I'd like to second the request for a very detailed blog post written by one of the PyPy devs on how interested parties can contribute to the development of Numpy on PyPy. Lack of Numpy support is the showstopper for me and a lot of other people in terms of switching over -- almost everybody who wants faster Python is using Numpy in some way or another :-) This is something I would be really interested in working on.

cdavid · on May 1, 2011

Not really, numpy depends too much on cpython internals. There is an interest in rewriting numpy for pypy, but I am not sure whether this is the best way of doing it. From what I understand, the choice is between better pypy's compatibility with C extensions (easier, but slower because of cpython emulation in pypy) vs rewriting it for pypy (harder, but would benefit more from pypy).
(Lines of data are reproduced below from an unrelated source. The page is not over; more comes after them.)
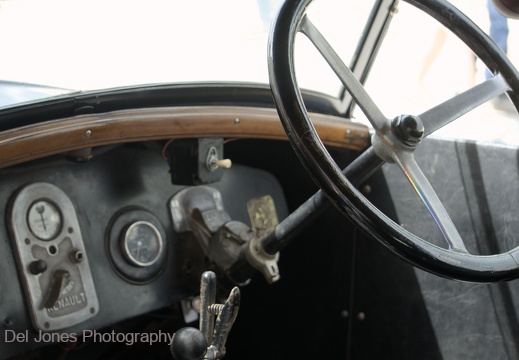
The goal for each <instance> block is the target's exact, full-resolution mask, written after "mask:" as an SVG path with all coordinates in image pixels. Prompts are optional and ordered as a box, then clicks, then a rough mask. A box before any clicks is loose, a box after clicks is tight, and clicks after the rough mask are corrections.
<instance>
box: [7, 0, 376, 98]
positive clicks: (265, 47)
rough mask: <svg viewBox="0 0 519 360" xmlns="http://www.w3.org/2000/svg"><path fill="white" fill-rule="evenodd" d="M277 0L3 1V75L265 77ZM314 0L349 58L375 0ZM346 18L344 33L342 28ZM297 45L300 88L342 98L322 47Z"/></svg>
mask: <svg viewBox="0 0 519 360" xmlns="http://www.w3.org/2000/svg"><path fill="white" fill-rule="evenodd" d="M278 2H279V1H278V0H224V1H214V0H195V1H191V0H189V1H188V0H182V1H180V0H176V1H150V2H136V1H91V0H88V1H40V0H38V1H0V33H1V34H3V36H2V37H0V46H1V47H2V56H1V57H0V80H3V81H6V80H7V81H10V82H16V83H18V84H19V83H29V84H39V85H46V86H51V87H56V88H61V89H70V90H74V91H77V90H95V89H106V88H113V87H121V86H131V85H140V84H153V83H185V82H207V81H240V82H257V83H268V68H267V40H268V29H269V25H270V21H271V19H272V16H273V14H274V11H275V9H276V7H277V5H278ZM314 3H315V4H314V5H312V8H311V9H310V14H311V16H312V20H313V21H314V22H316V24H320V26H321V29H322V31H323V33H325V34H326V33H327V31H326V30H327V28H329V27H330V26H329V24H330V23H333V25H334V26H335V28H334V30H333V31H328V33H329V34H331V35H330V36H331V37H330V38H331V39H332V40H334V37H335V38H337V35H339V34H345V33H347V34H348V36H347V37H344V36H343V37H342V38H343V40H344V38H346V40H347V41H342V42H339V45H338V46H337V49H340V51H341V55H342V56H343V58H344V59H351V57H352V55H353V53H354V50H355V46H356V40H357V39H358V38H359V36H360V34H361V33H362V31H363V27H364V22H365V21H366V19H367V17H368V15H369V11H370V8H371V5H372V4H373V2H372V1H363V2H357V1H355V2H348V1H340V0H327V1H324V2H323V3H322V4H321V2H319V1H316V2H314ZM330 19H333V21H330ZM348 19H349V21H344V20H348ZM341 23H342V24H344V26H343V27H344V31H341V30H340V28H339V30H337V27H336V26H337V24H341ZM303 41H304V40H303ZM297 48H298V49H302V50H298V68H301V74H304V75H303V76H302V77H301V79H300V86H301V87H303V88H308V89H312V90H316V91H320V92H324V93H326V94H329V95H333V96H337V95H338V94H339V90H340V83H339V82H338V80H337V79H336V78H335V76H334V75H333V74H331V75H330V70H329V67H328V66H327V65H326V64H325V63H324V62H323V61H322V60H317V61H316V58H319V57H320V56H319V55H316V51H315V49H313V47H312V46H311V45H310V46H307V45H304V44H303V45H302V46H300V47H297ZM316 64H317V65H316ZM321 66H322V68H323V70H322V71H320V70H319V69H320V67H321ZM322 74H327V75H326V76H321V75H322ZM10 85H12V84H10ZM40 90H42V89H40ZM66 91H67V90H62V92H66ZM55 94H56V91H54V92H51V93H50V94H49V95H55ZM43 96H48V95H46V94H45V92H42V95H41V97H43ZM14 102H16V100H14ZM0 106H1V104H0Z"/></svg>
wnoise · on April 30, 2011

Why did they decide on a name that can easily be (mis)pronounced as a synonym for urine? That just seems like a poor branding decision, up there with "blur-ray".

timknauf · on April 30, 2011

I've always pronounced it like "pie pie". (But then again, maybe that's because I already knew the "py" was the first syllable of the word "python"?)

wriq · on April 30, 2011

Worked out ok for Nintendo on the Wii...

wnoise · on April 30, 2011

Fair enough.

Symmetry · on May 1, 2011

I wouldn't say Blu-ray has much to worry about on the "blur-ray" front. Plays on words like that are damaging when they call attention to real or perceived weaknesses in a product, but while I can think of a lot of mean things to accuse Blu-ray of, blurry simply isn't one of them.

njharman · on May 1, 2011

What language uses "ee' sound for "y"?

And who pronounces blue, blur?

euccastro · on May 1, 2011

Spanish does.

Not agreeing with grandparent, though. Lots of people admit to playing with their Wiis for hours a day.

wnoise · on May 1, 2011

It's not pronouncing "blue" as "blur", but extending or duplicating the r.